Our last stop was at the Quran Gate at the entrance of Shiraz.  It was originally built in the 10th century. During restoration in the mid-18th century, a small room was added on top of the gate to house handwritten Qurans by Sultan Ibrahim bin Shahrukh Gurekani. The two Qurāns are know as Hifdah-Man.   It was believed that the Quran would bless every person who passed through the gate.

During the Qahar dynasty, the gate was damaged by multiple earthquakes; it was later restored by Mohammad Zaki Khan Nouri. In 1937 the two Qur’āns were removed from the gate and were taken to the Pars Museum in Shiraz, where they remain today. In 1949 the arch of the gate was restored by Hosein Igar, a merchant also known as E’temad Al-Tejar.

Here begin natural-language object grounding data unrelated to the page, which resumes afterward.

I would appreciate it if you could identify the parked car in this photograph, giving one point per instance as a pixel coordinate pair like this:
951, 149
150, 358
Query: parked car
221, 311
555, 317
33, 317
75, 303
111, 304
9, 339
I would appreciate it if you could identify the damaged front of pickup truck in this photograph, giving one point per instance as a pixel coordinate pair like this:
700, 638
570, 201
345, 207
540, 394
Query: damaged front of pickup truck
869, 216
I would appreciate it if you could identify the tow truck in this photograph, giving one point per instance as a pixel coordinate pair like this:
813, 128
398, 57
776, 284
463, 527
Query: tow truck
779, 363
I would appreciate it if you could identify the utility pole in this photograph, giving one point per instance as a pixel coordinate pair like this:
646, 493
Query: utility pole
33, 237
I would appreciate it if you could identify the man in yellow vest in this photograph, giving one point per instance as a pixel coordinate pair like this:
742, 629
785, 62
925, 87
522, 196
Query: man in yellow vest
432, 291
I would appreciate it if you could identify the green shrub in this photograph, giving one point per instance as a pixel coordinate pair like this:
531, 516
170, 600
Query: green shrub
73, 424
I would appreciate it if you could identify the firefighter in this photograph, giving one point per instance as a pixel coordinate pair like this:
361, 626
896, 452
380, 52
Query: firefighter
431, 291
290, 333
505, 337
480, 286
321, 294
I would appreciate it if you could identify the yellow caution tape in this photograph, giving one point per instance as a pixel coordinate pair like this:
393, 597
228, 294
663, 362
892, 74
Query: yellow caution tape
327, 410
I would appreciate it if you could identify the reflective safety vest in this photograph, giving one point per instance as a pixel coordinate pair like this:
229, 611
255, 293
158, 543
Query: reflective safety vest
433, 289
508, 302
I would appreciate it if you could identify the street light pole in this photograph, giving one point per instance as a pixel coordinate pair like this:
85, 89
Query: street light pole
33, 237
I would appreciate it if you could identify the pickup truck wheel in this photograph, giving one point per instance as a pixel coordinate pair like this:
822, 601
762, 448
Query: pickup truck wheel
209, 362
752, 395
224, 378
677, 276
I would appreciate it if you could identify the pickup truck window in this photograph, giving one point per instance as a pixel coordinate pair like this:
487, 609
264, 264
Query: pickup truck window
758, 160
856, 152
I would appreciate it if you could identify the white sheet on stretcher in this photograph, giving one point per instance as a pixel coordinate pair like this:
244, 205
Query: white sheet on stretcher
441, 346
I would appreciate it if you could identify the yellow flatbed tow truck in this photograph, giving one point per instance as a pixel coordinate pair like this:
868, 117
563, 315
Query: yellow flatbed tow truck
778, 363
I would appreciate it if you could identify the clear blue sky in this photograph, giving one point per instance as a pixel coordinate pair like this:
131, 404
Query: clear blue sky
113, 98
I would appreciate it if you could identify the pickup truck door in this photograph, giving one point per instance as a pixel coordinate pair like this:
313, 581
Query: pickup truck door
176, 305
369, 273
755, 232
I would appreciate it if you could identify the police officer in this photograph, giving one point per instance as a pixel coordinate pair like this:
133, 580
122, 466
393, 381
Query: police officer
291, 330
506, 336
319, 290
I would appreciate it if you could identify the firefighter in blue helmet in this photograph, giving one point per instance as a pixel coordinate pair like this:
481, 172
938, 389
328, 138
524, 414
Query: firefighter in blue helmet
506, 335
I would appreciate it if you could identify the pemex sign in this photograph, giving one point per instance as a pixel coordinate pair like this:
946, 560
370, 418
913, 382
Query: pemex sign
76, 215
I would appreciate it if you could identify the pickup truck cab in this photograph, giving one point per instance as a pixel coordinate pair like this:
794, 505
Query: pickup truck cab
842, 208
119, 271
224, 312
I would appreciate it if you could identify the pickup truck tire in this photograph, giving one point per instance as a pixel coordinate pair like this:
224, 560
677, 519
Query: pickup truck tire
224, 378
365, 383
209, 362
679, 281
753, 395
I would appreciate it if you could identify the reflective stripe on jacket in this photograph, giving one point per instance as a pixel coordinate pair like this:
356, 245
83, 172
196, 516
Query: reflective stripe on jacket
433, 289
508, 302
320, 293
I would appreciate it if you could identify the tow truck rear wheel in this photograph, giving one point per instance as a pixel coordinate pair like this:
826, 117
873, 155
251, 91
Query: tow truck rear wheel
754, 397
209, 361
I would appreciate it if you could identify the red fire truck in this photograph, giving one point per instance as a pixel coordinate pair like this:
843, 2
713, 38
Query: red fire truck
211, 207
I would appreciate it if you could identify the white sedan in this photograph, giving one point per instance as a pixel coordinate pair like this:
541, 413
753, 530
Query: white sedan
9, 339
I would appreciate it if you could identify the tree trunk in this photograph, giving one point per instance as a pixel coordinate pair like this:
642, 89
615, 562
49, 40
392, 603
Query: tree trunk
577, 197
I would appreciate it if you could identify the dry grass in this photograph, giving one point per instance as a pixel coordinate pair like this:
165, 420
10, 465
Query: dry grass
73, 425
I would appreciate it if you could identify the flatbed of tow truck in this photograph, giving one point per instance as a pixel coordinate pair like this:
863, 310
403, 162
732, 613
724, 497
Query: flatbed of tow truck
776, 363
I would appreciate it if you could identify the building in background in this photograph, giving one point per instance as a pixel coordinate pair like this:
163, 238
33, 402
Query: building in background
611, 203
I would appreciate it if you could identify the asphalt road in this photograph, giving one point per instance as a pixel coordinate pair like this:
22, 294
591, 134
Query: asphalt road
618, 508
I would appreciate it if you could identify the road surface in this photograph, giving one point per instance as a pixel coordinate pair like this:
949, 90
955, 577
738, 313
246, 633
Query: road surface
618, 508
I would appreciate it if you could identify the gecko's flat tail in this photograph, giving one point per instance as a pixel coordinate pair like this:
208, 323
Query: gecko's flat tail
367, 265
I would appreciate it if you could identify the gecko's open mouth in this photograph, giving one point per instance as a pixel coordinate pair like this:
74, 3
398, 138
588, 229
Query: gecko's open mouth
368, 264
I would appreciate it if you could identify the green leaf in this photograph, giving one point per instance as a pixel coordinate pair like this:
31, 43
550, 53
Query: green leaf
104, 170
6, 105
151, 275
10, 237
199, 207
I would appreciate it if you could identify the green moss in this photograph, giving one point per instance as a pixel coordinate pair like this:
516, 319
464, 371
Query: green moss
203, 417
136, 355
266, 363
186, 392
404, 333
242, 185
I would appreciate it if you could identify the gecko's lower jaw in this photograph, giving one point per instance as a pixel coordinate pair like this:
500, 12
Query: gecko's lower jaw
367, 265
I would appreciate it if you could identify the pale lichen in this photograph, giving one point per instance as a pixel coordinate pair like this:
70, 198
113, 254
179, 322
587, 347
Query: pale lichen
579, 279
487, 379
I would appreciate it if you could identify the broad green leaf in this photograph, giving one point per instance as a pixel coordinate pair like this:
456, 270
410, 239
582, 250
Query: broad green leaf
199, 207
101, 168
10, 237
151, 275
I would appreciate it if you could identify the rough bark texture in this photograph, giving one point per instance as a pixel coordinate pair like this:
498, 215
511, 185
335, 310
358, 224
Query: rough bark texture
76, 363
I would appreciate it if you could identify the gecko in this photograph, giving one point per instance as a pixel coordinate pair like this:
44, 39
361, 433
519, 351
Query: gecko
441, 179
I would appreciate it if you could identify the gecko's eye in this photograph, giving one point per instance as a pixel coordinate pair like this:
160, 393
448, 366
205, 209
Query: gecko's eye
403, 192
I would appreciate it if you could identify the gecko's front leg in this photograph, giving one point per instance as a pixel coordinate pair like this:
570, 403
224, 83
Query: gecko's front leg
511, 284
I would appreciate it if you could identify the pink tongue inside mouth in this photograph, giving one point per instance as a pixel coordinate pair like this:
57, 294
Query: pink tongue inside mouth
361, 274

Today the gates are part of a city park where Shirazi’s relax and picnic during their leisure hours.

We walked under the gate and were going to walk up to an area where we would have a wonderful view of Shiraz but it was closed because the rains last night made it unsafe.  They were worried that people would slip off the trail.

There was a sculpture near the gate.

The gate was very close to our hotel so I asked permission for us to walk back to the hotel.  Sally, Lance, Jane, and I walked back but, of course, Nadereh walked with us  We were not allowed wot walk on our own.  It was only 1 block and we arrived before the bus.  I just shook my head at the supervision requirements.

Dinner tonight was at the Haft Khan Restaurant.  The décor of the restaurant is filled with parts from a Mercedi Benz factory.  We watched the men make Sangak Bread. Samgak which means little stone is the name of the Iranian tnational bread and is baked on a bed of small river stone in an oven.

At our table there was an American Flag.  Each table had a flag representing the people who were dining at that table.

We were served a variety of traditional Iranian dishes and drinks – family style that were absolutely delicious.  I had to photograph some of them.


There are a few people in our group who chose not to go to dinner.  I know we are eating too much food.  Three meals a day is a lot.  I can’t imagine staying at the hotel instead of having this cultural experience.

This was quite a day.  I hope I have captured the essence of it.